SAMIR RAFI UNCENSORED 24 Sep - 05 Nov


SAMIR RAFI UNCENSORED
سمير رافع : بِدونِ حَذْفٍ

Samir Rafi Uncensored sheds light on a puzzling artist, who seems to have never admitted that the grass is after all not greener on the other side.

Born in the Sakkakini district in Cairo on 15 August 1926, Samir Rafi was a painter, sculptor, arts educator and author. A prolific artist who used different media, (lost) objects, sculptures, drawings, collage, sketchbooks and tapestries, his tragic tale of hope is the subject of this exhibition. With more than fifty works spanning the early 1940s until his death in 2004, it invites a deeper examination into what Rafi dubbed in 1945 ‘an International Egyptian Surrealism movement’ or better yet, the “Rafi’sm” school of art, thereby recognizing Samir Rafi as the pioneer he truly was.

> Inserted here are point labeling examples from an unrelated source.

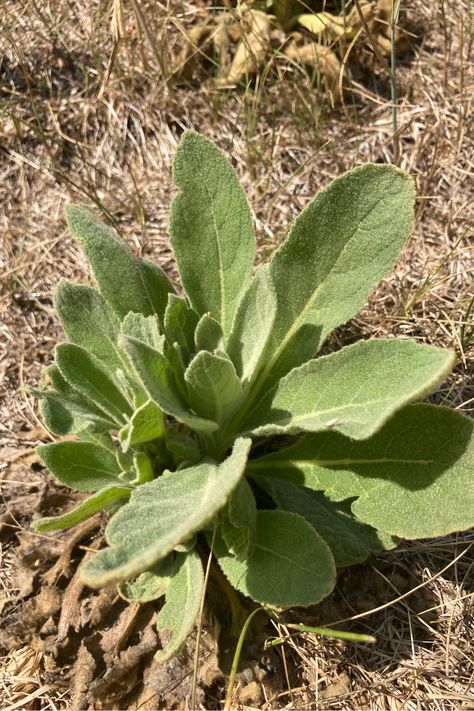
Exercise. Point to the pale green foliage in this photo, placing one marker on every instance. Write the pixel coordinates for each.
(168, 395)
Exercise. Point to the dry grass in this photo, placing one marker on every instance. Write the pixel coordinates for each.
(84, 117)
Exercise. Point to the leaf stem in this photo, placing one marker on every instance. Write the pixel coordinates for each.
(236, 659)
(199, 620)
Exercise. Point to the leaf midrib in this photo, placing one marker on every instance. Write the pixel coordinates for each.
(284, 464)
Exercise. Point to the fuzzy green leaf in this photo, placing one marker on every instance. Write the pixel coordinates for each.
(97, 502)
(145, 329)
(163, 514)
(146, 424)
(180, 323)
(414, 478)
(150, 585)
(158, 287)
(183, 447)
(81, 465)
(208, 335)
(88, 321)
(290, 566)
(183, 599)
(66, 410)
(143, 467)
(86, 374)
(239, 521)
(350, 540)
(337, 250)
(211, 230)
(126, 282)
(353, 391)
(157, 377)
(214, 388)
(252, 328)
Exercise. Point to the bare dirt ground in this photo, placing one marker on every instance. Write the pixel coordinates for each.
(86, 118)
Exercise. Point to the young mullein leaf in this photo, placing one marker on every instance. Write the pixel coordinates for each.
(211, 230)
(86, 374)
(176, 358)
(57, 417)
(350, 540)
(158, 287)
(145, 329)
(183, 447)
(180, 323)
(353, 391)
(126, 282)
(99, 501)
(169, 510)
(208, 335)
(183, 599)
(290, 566)
(157, 377)
(81, 465)
(66, 410)
(252, 328)
(146, 424)
(214, 388)
(143, 467)
(88, 321)
(405, 474)
(150, 585)
(239, 521)
(338, 248)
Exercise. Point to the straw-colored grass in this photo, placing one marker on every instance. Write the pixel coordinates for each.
(87, 117)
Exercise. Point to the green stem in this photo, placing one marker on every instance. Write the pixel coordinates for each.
(236, 659)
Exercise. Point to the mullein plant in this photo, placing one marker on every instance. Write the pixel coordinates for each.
(204, 423)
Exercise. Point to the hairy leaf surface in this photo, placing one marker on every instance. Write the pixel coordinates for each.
(350, 540)
(169, 510)
(353, 391)
(338, 248)
(126, 282)
(211, 230)
(86, 374)
(158, 379)
(183, 600)
(239, 521)
(180, 323)
(413, 478)
(88, 321)
(81, 465)
(208, 335)
(290, 566)
(97, 502)
(252, 328)
(145, 329)
(214, 388)
(146, 424)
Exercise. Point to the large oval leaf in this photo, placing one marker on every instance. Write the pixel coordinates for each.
(211, 230)
(163, 514)
(353, 391)
(290, 566)
(81, 465)
(183, 599)
(413, 479)
(337, 250)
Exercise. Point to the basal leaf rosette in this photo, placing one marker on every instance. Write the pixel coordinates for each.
(206, 414)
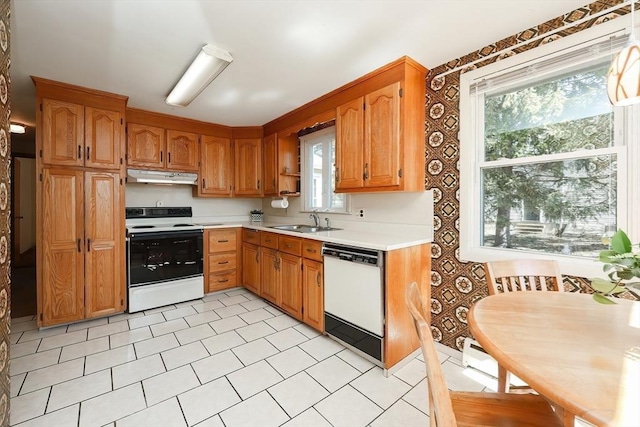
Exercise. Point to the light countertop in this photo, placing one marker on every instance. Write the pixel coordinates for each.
(369, 240)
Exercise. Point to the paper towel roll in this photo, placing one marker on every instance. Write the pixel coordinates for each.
(280, 203)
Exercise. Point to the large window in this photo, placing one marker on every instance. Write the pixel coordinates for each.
(318, 172)
(544, 158)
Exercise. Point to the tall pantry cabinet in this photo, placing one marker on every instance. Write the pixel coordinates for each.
(80, 232)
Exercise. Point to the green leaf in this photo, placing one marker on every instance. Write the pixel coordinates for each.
(620, 242)
(602, 299)
(605, 287)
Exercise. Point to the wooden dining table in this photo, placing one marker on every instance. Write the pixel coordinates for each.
(581, 355)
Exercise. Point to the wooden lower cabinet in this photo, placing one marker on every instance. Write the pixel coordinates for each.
(290, 272)
(286, 271)
(80, 233)
(270, 277)
(221, 259)
(313, 294)
(104, 259)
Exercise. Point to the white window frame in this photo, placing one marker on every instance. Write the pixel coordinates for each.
(471, 156)
(327, 135)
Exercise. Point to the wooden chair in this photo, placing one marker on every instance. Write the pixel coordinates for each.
(523, 275)
(515, 276)
(471, 408)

An ambitious individualist from the beginning, Samir Rafi was destined to an impressive career in his homeland. A prodigious trendsetter, he began his career in Egypt in the midst of World War II producing works that were far ahead of his time as a powerful mode of social criticism. His early interpretation of Egyptian ordinary life struggled and triumphed to express the huge oppressions, upheavals, and hard-won freedoms that have epitomized Egypt’s sprawl. In search of the unknown and the depth of human feelings, Rafi broke boundaries with visual innovations that linked Egyptian imagery with the human subconscious, and set out to draw a metaphysical blend of overlapping movements and styles to depict the Egyptian man, to which Rafi added ‘a universal soul.’ It was Rafi’s all-encompassing attempt at Egyptianizing surrealism, in search of a social and collective remedy. By 1945, Rafi had sealed the movement of “Rafi’sm” as a recognizable visual style. In 1946, he co-founded Jama’at al-Fann al-Mo’assir, an artist collective that became to be seen as the most inventive in twentieth century Egypt. This explains why the “Cairo Years” between 1942 and 1954 are generally considered the highpoint of his career, and cemented Rafi as one of Egypt’s most important revelations and artists.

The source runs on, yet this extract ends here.